RT-Voice - Run-time text-to-speech solution

Discussion in 'Assets and Asset Store' started by Stefan-Laubenberger, Jul 10, 2015.

  1. m4a44

    m4a44

    Joined:
    Mar 13, 2013
    Posts:
    45
    Hey, are there any known limitations to how many speeches can be said in a session? I haven't seen anything in any documentation.

    Right now, using Azure as the provider, we are finding that after playing around 150 speeches, RT Voice just stops creating audio (The generated audio file is invalid) until we stop and start playmode again.

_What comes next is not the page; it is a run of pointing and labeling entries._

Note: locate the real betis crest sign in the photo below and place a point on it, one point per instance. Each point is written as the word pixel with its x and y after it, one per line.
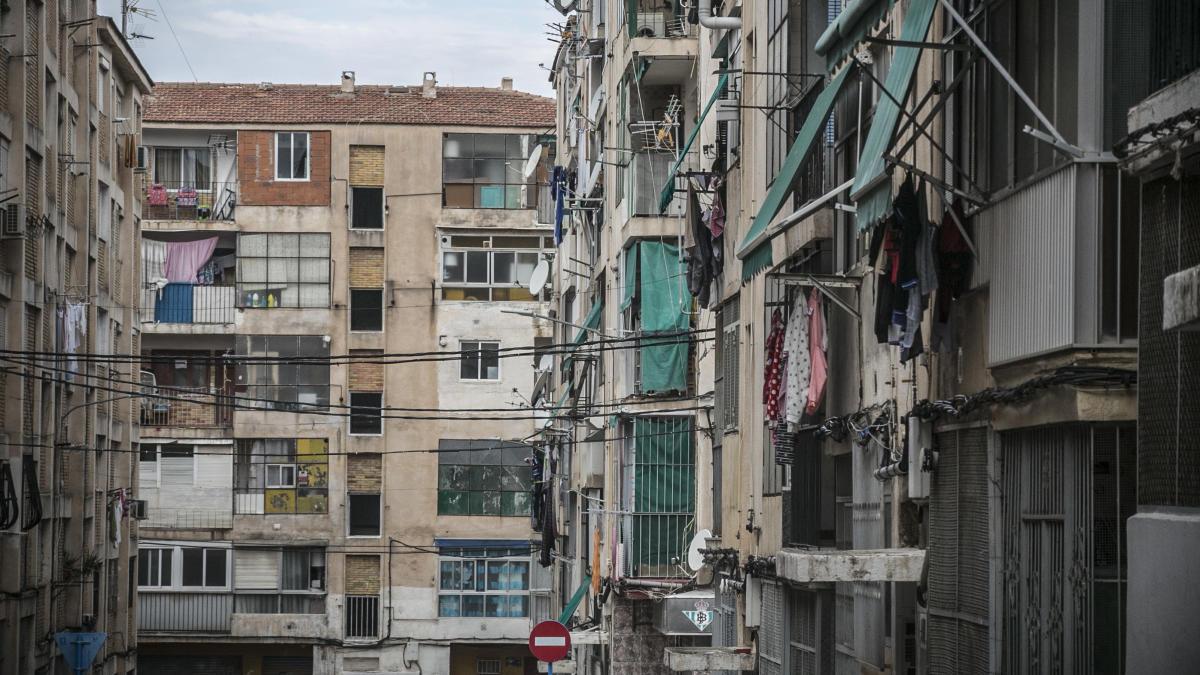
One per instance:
pixel 701 616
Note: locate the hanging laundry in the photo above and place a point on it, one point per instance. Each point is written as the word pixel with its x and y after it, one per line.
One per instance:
pixel 799 362
pixel 773 375
pixel 819 344
pixel 558 192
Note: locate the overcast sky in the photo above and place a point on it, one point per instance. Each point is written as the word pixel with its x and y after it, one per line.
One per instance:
pixel 467 42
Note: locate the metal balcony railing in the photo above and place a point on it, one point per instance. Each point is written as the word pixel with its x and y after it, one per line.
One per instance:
pixel 184 613
pixel 191 407
pixel 187 518
pixel 189 303
pixel 361 617
pixel 190 201
pixel 280 603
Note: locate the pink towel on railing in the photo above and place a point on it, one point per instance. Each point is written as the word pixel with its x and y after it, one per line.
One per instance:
pixel 185 258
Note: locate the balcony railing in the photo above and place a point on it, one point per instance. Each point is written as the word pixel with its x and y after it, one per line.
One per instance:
pixel 361 617
pixel 280 603
pixel 270 501
pixel 189 303
pixel 191 407
pixel 187 518
pixel 190 201
pixel 184 613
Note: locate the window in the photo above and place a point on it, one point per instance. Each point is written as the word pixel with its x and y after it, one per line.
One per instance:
pixel 207 568
pixel 292 155
pixel 366 413
pixel 491 581
pixel 490 268
pixel 295 376
pixel 154 568
pixel 184 567
pixel 283 270
pixel 183 167
pixel 366 310
pixel 486 171
pixel 484 478
pixel 365 517
pixel 281 476
pixel 480 360
pixel 366 208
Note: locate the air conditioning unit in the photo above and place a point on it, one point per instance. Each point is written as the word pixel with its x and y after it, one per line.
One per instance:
pixel 12 221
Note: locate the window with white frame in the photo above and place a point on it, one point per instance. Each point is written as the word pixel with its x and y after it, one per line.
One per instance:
pixel 489 581
pixel 491 268
pixel 184 567
pixel 183 167
pixel 479 360
pixel 281 476
pixel 292 155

    We're also using the Global Caching, and a modified version of the Paralanguage script (if that helps).
     
  2. Stefan-Laubenberger

    Stefan-Laubenberger

    Joined:
    May 25, 2014
    Posts:
    1,976
    Hi

    We're not aware of any problems - I also did a quick test and generated 300 speeches with Azure and it worked.

    There are many possibilities why this could happen, like running out of disk pace, too many connections at once, invalid speeches (SSML tags), Azure settings etc.
    To investigate the issue, please provide more details on how exactly you are using our asset.
    It's also important to know the Unity and RT-Voice version.


    Cheers
    Stefan
     
  3. m4a44

    m4a44

    Joined:
    Mar 13, 2013
    Posts:
    45
    Ok, I will setup a test project then to see if I can narrow it down further.

    It takes around 16 minutes before failing (the vast majority of that from speech), and it's through Unity Visual Scripting (over around 14 speech nodes).
    Disk space is fine, only 1 connection at a time, text was properly setup (the speeches worked fine outside of the flow), and there aren't many Azure settings to change (changing the sample rate didn't fix it).
    Happened across 2 separate PCs at around the same line of speech (it is fairly consistent).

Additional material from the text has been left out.